L'église Saint-Médard du XVIème siècle à nos jours
L’église Saint-Médard du XVIème siècle à nos jours.
Une vue aérienne de l'édifice permet de distinguer deux parties :
- construites au XVIIIème siècle, les trois premières travées de la partie occidentale sont couverts d'un même toit à deux pans qui abrite le vaisseau central et les bas-côtés,
- construites au XVIème siècle, les cinq dernières travées de la partie orientale et l'abside sont couvertes d'un toit à deux pans qui abrite le vaisseau central.
A la différence de ceux de l'avant nef, les bas-côtés de la partie ancienne de l'édifice, appuyés de contreforts, ont des toits en appentis.
On distingue bien sur les clichés aériens que l'église est dépourvue de transept.
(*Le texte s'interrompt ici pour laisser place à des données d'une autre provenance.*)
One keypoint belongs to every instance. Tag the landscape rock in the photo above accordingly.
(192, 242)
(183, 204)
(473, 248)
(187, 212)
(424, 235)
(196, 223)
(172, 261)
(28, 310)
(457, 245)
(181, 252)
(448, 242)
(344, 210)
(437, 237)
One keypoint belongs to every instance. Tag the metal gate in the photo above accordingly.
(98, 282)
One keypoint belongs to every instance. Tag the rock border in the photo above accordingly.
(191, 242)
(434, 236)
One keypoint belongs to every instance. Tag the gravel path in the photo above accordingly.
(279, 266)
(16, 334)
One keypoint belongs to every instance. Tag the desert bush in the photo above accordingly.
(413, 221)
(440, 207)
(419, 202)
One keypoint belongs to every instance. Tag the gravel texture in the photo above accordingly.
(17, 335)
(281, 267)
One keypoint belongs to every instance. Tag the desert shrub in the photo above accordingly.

Vue aérienne Nord-Ouest de l'église Saint-Médard, vers 1960, carte postale édition COMBIER, cliché SEHT d'après l'original de ses collections.
Datation de la partie ancienne de l'église Saint-Médard
Les travaux débutèrent sous le règne de François Ier, comme le précise l'inscription AN : DO : 1543 gravée sur l'imposte de la pile engagée Nord-est de la neuvième travée du vaisseau central.

L'Inscription gravée sur la pile engagée nord-est de la neuvième travée indique la date de début des travaux, cliché SEHT.
En l'absence de document écrit on peut situer la date approximative de fin de construction d'après les armoiries relevées sur la clé médiane de la huitième travée du vaisseau central.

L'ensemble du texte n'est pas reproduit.